Anthony CASANOVA est politiquement correct

Dès le 7 janvier des voix s’élevaient pour dire «je ne suis pas Charlie». Heureusement, elles furent couvertes par les millions d’autres disant le contraire jusqu’au point d’orgue des manifestations du 11 janvier. Puis, à partir du numéro «Tout est pardonné» de Charlie du 14 janvier 2015, les détracteurs du journal revinrent chaque fois plus nombreux. Toutes les Unes du journal servant de prétexte pour dire «Ah non, là je ne suis plus Charlie» comme si le soutien aux victimes d’un attentat était négociable ou à la carte.

On avait beau répéter 1000 fois que se dire «Charlie» ne sous-entendait pas  être «un inconditionnel de Charlie Hebdo», qu’il s’agissait simplement d’un slogan pour afficher sa solidarité envers toutes les victimes des attentats de janvier 2015, nous savions qu’il nous faudrait encore le réexpliquer une mille et unième fois. Que voulez-vous, il arrive parfois qu’à force d’être dans la didactique on ne comprenne pas quand notre interlocuteur se fiche ouvertement de notre gueule. Non, lui, ce qu’il veut, c’est écouter votre blabla rhétorique pour conclure devant vos yeux effarés: «Ben moi, je suis pas Charlie».

Ce n’est pas le problème d’être « fan» du journal ou de l’envisager exempt de toutes critiques éditoriales mais il y a quand même un minimum de décence à observer, non? Comment peut-on lire ou dire des phrases aussi abjectes que: «ils ont tués les meilleurs» ou «ils n’ont pas bien compris la leçon»? L’alliance minable de ceux qui ne perdent pas une occasion de vomir sur ce titre et de ceux qui regrettent que les djihadistes n’aient pas «fini le boulot». On en est vraiment à se demander dans quel monde de connards on vit?

Et presque de manière cyclique, nous assistons tous les mois au même scénario absurde: Une couverture de Charlie, une polémique, des menaces de mort, puis Riss qui passe dans les média raconter la nouvelle fatwa qu’ils ont sur la tronche sans que ça n’émeuve pas plus loin que la coupure publicitaire. L’indifférence générale dans toute son horreur.

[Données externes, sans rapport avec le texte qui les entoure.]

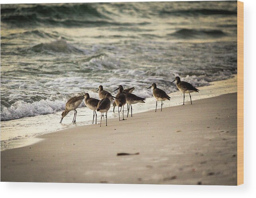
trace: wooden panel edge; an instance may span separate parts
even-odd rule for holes
[[[237,185],[244,183],[244,3],[237,1]]]

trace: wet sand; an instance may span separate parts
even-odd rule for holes
[[[236,185],[236,93],[133,115],[2,151],[1,181]]]

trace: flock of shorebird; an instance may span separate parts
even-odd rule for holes
[[[192,100],[191,100],[191,96],[190,93],[192,92],[198,92],[199,89],[195,88],[191,84],[187,82],[181,81],[180,78],[179,77],[176,77],[175,79],[172,83],[176,81],[176,85],[178,89],[183,93],[183,104],[184,104],[185,101],[185,94],[188,93],[190,94],[190,102],[192,104]],[[152,84],[152,85],[148,89],[151,88],[153,90],[153,95],[156,100],[156,107],[157,107],[157,101],[161,101],[161,111],[162,111],[163,101],[166,100],[170,100],[170,97],[167,95],[164,91],[156,87],[156,83]],[[65,110],[62,112],[61,114],[61,119],[60,123],[61,123],[64,117],[66,115],[69,111],[74,110],[74,115],[73,118],[72,122],[76,123],[76,117],[77,111],[76,110],[79,105],[81,104],[82,101],[84,99],[84,104],[86,106],[90,109],[93,111],[93,119],[92,120],[92,123],[94,123],[95,115],[96,115],[95,123],[97,123],[97,113],[96,111],[101,113],[100,117],[100,125],[101,127],[102,119],[103,117],[104,116],[103,114],[106,113],[106,126],[107,126],[107,111],[108,111],[111,106],[111,100],[115,98],[115,100],[113,103],[113,111],[115,112],[115,107],[117,106],[118,108],[118,115],[119,116],[119,120],[120,119],[120,111],[121,111],[123,108],[123,119],[125,120],[124,117],[124,107],[126,104],[127,105],[127,117],[128,117],[129,111],[130,110],[130,106],[131,106],[131,117],[133,117],[133,108],[131,105],[136,104],[139,102],[145,103],[144,100],[146,98],[141,98],[136,95],[132,94],[131,92],[134,90],[134,87],[124,89],[122,85],[119,85],[119,87],[114,90],[115,91],[117,90],[119,90],[118,93],[116,94],[115,97],[112,96],[111,94],[106,90],[103,89],[103,87],[102,85],[100,85],[99,89],[97,91],[99,91],[99,98],[100,100],[93,98],[90,98],[89,94],[86,93],[84,95],[80,96],[78,96],[73,97],[70,98],[66,104]],[[119,108],[121,109],[119,109]]]

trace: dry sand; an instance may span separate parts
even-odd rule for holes
[[[2,151],[1,181],[236,185],[236,93],[193,102]]]

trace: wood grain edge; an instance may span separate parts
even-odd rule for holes
[[[237,1],[237,185],[244,183],[244,3]]]

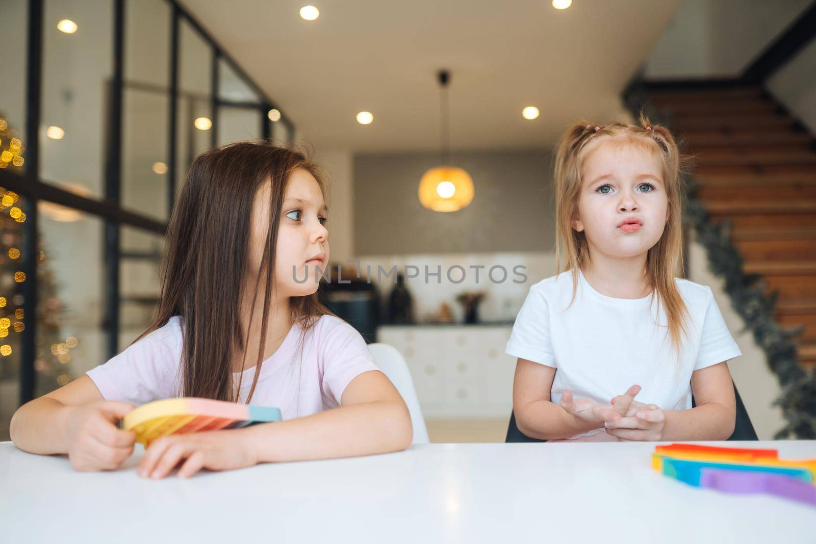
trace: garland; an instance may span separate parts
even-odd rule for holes
[[[653,122],[668,125],[651,107],[645,89],[639,82],[630,86],[624,94],[636,118],[639,112],[647,111]],[[731,307],[745,321],[745,329],[752,332],[754,342],[762,349],[768,366],[779,381],[781,394],[773,405],[782,409],[787,424],[774,438],[816,439],[816,374],[813,369],[805,370],[799,365],[793,340],[801,333],[801,328],[785,330],[774,320],[778,293],[766,294],[765,279],[743,272],[743,257],[731,241],[731,222],[710,220],[707,208],[696,196],[698,186],[695,179],[689,180],[684,223],[694,229],[705,249],[709,270],[725,279]]]

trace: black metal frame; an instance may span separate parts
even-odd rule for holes
[[[164,234],[166,224],[148,216],[122,208],[122,106],[125,60],[126,8],[128,0],[111,0],[113,7],[112,55],[113,73],[109,95],[109,109],[107,113],[107,148],[104,153],[104,193],[103,199],[86,198],[66,191],[40,179],[39,126],[42,111],[42,86],[43,66],[44,3],[46,0],[28,0],[28,36],[26,56],[25,95],[25,169],[22,173],[0,170],[0,184],[24,197],[24,207],[26,221],[23,223],[23,254],[21,269],[25,273],[23,283],[24,315],[27,320],[22,334],[20,368],[20,403],[33,398],[37,390],[37,373],[34,360],[37,355],[37,257],[38,214],[38,202],[46,201],[73,208],[104,220],[104,262],[105,262],[105,324],[107,334],[107,356],[112,357],[118,352],[120,267],[122,258],[143,255],[123,252],[121,247],[120,229],[122,225]],[[53,0],[52,0],[53,1]],[[133,0],[131,0],[133,1]],[[179,179],[175,166],[178,152],[176,138],[179,130],[177,121],[179,104],[180,68],[180,25],[186,20],[212,51],[212,74],[211,78],[211,144],[215,146],[218,138],[219,108],[221,106],[256,108],[261,122],[263,138],[268,139],[272,128],[267,113],[277,108],[268,96],[253,82],[238,64],[212,38],[204,27],[176,0],[165,0],[170,6],[171,25],[169,30],[170,62],[168,87],[164,90],[168,95],[167,120],[167,192],[168,209],[172,210]],[[230,102],[218,95],[220,61],[228,63],[233,71],[259,98],[258,103]],[[279,108],[277,108],[280,109]],[[281,120],[288,130],[290,139],[294,137],[295,126],[286,116]],[[100,130],[102,130],[100,128]]]

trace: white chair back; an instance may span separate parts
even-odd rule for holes
[[[422,409],[419,408],[419,399],[416,396],[416,390],[414,388],[414,380],[411,379],[410,371],[406,365],[402,355],[393,346],[384,343],[373,343],[368,345],[368,351],[374,357],[377,366],[382,370],[391,383],[397,387],[397,391],[402,396],[402,400],[408,406],[410,412],[410,421],[414,426],[413,444],[428,444],[430,440],[428,437],[428,428],[425,427],[425,420],[422,418]]]

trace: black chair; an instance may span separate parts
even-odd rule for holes
[[[743,404],[743,400],[739,398],[739,391],[737,391],[737,386],[734,386],[734,396],[737,400],[737,420],[734,426],[734,433],[728,439],[730,440],[758,440],[759,438],[756,436],[756,431],[754,431],[754,426],[751,424],[751,418],[748,417],[748,412],[745,409],[745,405]],[[694,408],[696,405],[694,404],[694,397],[691,397],[691,406]],[[527,435],[524,434],[518,430],[518,427],[516,425],[516,414],[512,411],[510,412],[510,424],[508,426],[508,436],[504,439],[505,442],[546,442],[547,440],[539,440],[537,438],[530,438]]]

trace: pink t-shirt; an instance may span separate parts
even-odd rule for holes
[[[135,405],[179,396],[182,324],[181,317],[175,316],[89,370],[102,396]],[[379,370],[360,333],[338,317],[322,316],[302,344],[300,336],[301,327],[293,325],[277,351],[263,362],[251,405],[280,408],[284,419],[317,414],[339,406],[343,391],[354,378]],[[244,370],[239,402],[246,401],[255,372],[254,366]],[[233,373],[233,383],[237,384],[240,374]]]

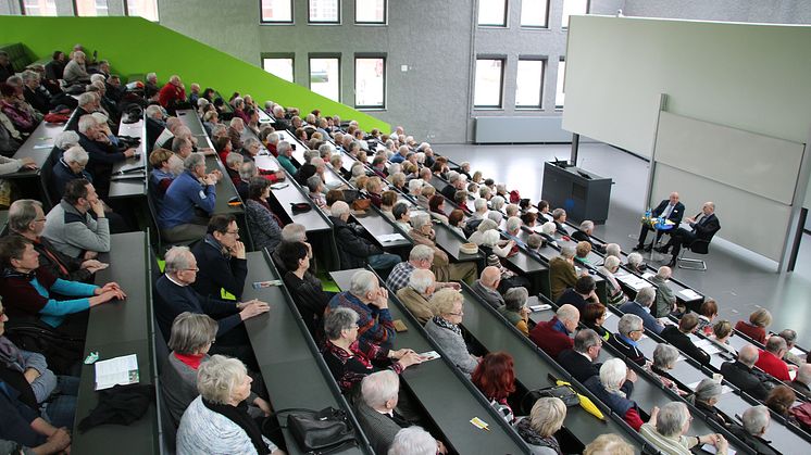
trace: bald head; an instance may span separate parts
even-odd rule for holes
[[[738,361],[748,367],[753,367],[758,357],[758,349],[751,344],[747,344],[738,351]]]
[[[498,267],[488,266],[482,270],[482,285],[487,288],[496,289],[500,279],[501,270]]]

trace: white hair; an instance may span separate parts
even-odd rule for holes
[[[397,400],[399,391],[400,378],[388,369],[373,372],[361,381],[361,397],[372,408],[380,407],[389,400]]]

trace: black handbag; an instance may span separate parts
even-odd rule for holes
[[[323,455],[355,444],[355,430],[341,409],[287,408],[275,414],[287,414],[287,424],[282,427],[287,428],[299,448],[307,454]]]
[[[563,401],[566,407],[578,406],[581,404],[581,397],[577,396],[577,392],[569,386],[552,386],[544,389],[536,389],[526,392],[524,397],[521,400],[521,412],[523,415],[528,416],[535,402],[542,397],[554,397]]]

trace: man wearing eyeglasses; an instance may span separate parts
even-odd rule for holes
[[[245,244],[239,241],[239,227],[234,215],[214,215],[205,237],[191,249],[200,271],[194,288],[209,298],[220,298],[224,289],[237,299],[242,296],[248,262]]]

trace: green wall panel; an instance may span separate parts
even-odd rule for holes
[[[57,49],[67,51],[80,42],[90,52],[98,50],[99,59],[109,60],[123,77],[155,72],[159,81],[165,83],[177,74],[187,90],[191,83],[198,83],[202,88],[217,89],[224,97],[234,91],[250,93],[260,105],[273,100],[299,108],[302,113],[320,109],[324,115],[355,119],[365,130],[390,130],[387,123],[369,114],[140,17],[0,16],[0,43],[12,42],[24,43],[34,60],[49,58]]]

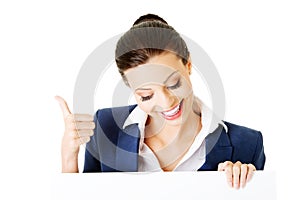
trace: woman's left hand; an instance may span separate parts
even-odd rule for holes
[[[236,163],[225,161],[218,165],[218,171],[225,171],[228,185],[236,189],[245,187],[246,183],[251,180],[255,170],[253,164],[242,164],[240,161]]]

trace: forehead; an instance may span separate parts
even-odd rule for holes
[[[164,85],[165,81],[175,74],[176,67],[162,64],[143,64],[125,71],[125,76],[132,89],[148,84]]]

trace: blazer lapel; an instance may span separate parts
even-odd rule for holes
[[[138,149],[140,131],[138,124],[131,124],[119,131],[116,149],[116,170],[123,172],[138,171]]]
[[[222,125],[205,138],[206,160],[201,170],[217,170],[218,164],[231,160],[232,145],[228,134]]]

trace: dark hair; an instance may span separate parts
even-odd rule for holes
[[[186,43],[176,30],[161,17],[147,14],[137,19],[118,41],[115,60],[125,83],[124,71],[145,64],[151,57],[172,52],[188,62]]]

D’ailleurs ceux qui crachent sur Charlie ne lisent pas le journal: ils se contentent d’éructer leur colère en regardant la Une sur Internet, et ça ne date pas d’hier. Depuis que l’équipe de Charlie Hebdo a pris la décision en 2006 de reproduire les caricatures danoises de Mahomet en y associant un dessin de Cabu, le journal subit des menaces de mort. En 2011, le siège du journal était attaqué au cocktail Molotov, et en 2015 ce fut le massacre que l’on sait.

Pensez-vous que nous aurions fini par nous soucier de leur sort? Mais non! Rien ne bouge, et on s’en branle. Et quand on trouve le temps de parler d’eux, c’est pour dire qu’ils font de la merde. Sans parler de l’abjecte Edwy Plenel qui se compare au réseau Manouchian en associant, par ricochet, Charlie Hebdo à un tract vichyste. Ce même Plenel qui osait déclarer quelques jours après la tuerie du 7 janvier que: «la haine ne peut avoir l’excuse de l’humour, et la moquerie est condamnable si elle s’attaque à des gens, des identités.» Mais c’est incroyable! Ils sont sous protection policière, ils font leur journal dans un bunker, ils trouvent la force -malgré tout- de paraître toutes les semaines, et au lieu de récolter un minimum d’empathie ils ne reçoivent qu’un torrent de boue.

En fait, tous les connards qui disent «je ne suis pas Charlie» ou «je suis Charlie MAIS…» ce qui les emmerde vraiment c’est qu’ils restent encore des gens pour écrire et dessiner dans Charlie. Parce que, vous comprenez, les héros c’est sympa quand c’est mort mais vivant c’est gênant. Parce qu’un mort, il suffit de le pleurer à heure fixe en parlant du bon vieux temps, et tout le monde est content. Tandis qu’un vivant, un rescapé, il te réclame des comptes, des actions, des soutiens… car il sait pertinemment  que les larmes ça ne coûte rien et que ça fait à peine joli sur les photos.

Pire: dans les yeux d’un survivant, ils y trouvent surtout le reflet de leur lâcheté d’hier qui ressemble à si méprendre à leur lâcheté du jour. Cette lâcheté qui fit de Charlie une cible, cette lâcheté qui fait des éternels adversaires de Charlie, les complices de leurs bourreaux.